# יַעַמְדוּ



## Ali Smith

שלום

אֵלֶּה יַעַמְדוּ לְבָרֵךְ אֶת הָעָם עַל הַר גְּרִזִים בְּעָבְרְכֶם אֶת הַיַּרְדֵּן שִׁמְעוֹן וְלֵוִי וִיהוּדָה וְיִשָּׂשכָר וְיוֹסֵף וּבִנְיָמִן.

Is the שְׁוָא‎ in יַעַמְדוּ a שְׁוָא נָח‎ or a שְׁוָא נָע‎? My book transliterates it without a ə after the m, so it seems to be a שְׁוָא נָח‎, but on the other hand, the following letter, which is a beged-kepet letter, does not have a דָּגֵשׁ‎.

אני מודה לכם מאוד


----------



## radagasty

The _schwa_ in יַעַמְדוּ is a _schwa quiescens_, with the ד retaining its spirantisation.

Consider יִכְבְּדוּ, where ד lacks the _dagesh lene_ because of the preceding _schwa mobile _in בְּ. Similarly, one might expect for עָמַד the analogous *יַעֲמְדוּ, except that attenuation changes the _schwa mobile_ in to a _schwa quiescens_ יַעֲמְדוּ → יַעַמְדוּ, although the spirantisation of the final radical is nevertheless retained.


----------



## Abaye

שווא מרחף. No agreement among scholars about how is was developed in this case.


----------



## Ali Smith

Is this the same שְׁוָא‎ as:

the one in מַלְכֵי (m. p. construct), which in the absolute state would be מְלָכִים 'kings'

the one in קְבוּצָה 'group', which is a passive verbal adj. (passive participle) Qal f.s. abs. indef. קבץ 'to gather (together)'? Literally, it means "a female who has been gathered together".


----------



## Drink

Ali Smith said:


> Is this the same שְׁוָא‎ as:
> 
> the one in מַלְכֵי (m. p. construct), which in the absolute state would be מְלָכִים 'kings'



Yes.



Ali Smith said:


> the one in קְבוּצָה 'group', which is a passive verbal adj. (passive participle) Qal f.s. abs. indef. קבץ 'to gather (together)'? Literally, it means "a female who has been gathered together".



No, that's a regular shva na'.


----------



## Ali Smith

Oh, I see.
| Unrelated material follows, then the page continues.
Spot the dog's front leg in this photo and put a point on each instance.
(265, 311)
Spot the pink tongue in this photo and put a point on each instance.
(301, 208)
But if I wanted to say בִּקְבוּצָה 'in a group', the שְׁוָא נָע‎ would turn into a שווא מרחף, right? Because we would not add a דגש to the second ב.


----------



## Drink

Yes.


----------



## Ali Smith

Thanks! Would the שְׁוָא נָע‎ in כתבתם turn into שווא מרחף when the word was preceded by a ה? I know it definitely wouldn't turn into a שְׁוָא נָח‎.

הכתבתם 'Did you write?'


----------



## radagasty

Ali Smith said:


> Would the שְׁוָא נָע‎ in כתבתם turn into שווא מרחף when the word was preceded by a ה?
> הכתבתם 'Did you write?'



The way you put it is a little funny, but if you mean to ask whether the second radical in כתבתם should not gain a _dagesh lene _when the interrogative הֲ is added, then, yes, that is correct. The pointing is הַכְתַבְתֶּם.


----------



## Drink

Though interestingly in some places in the Bible, the כ actually gets a dagesh.


----------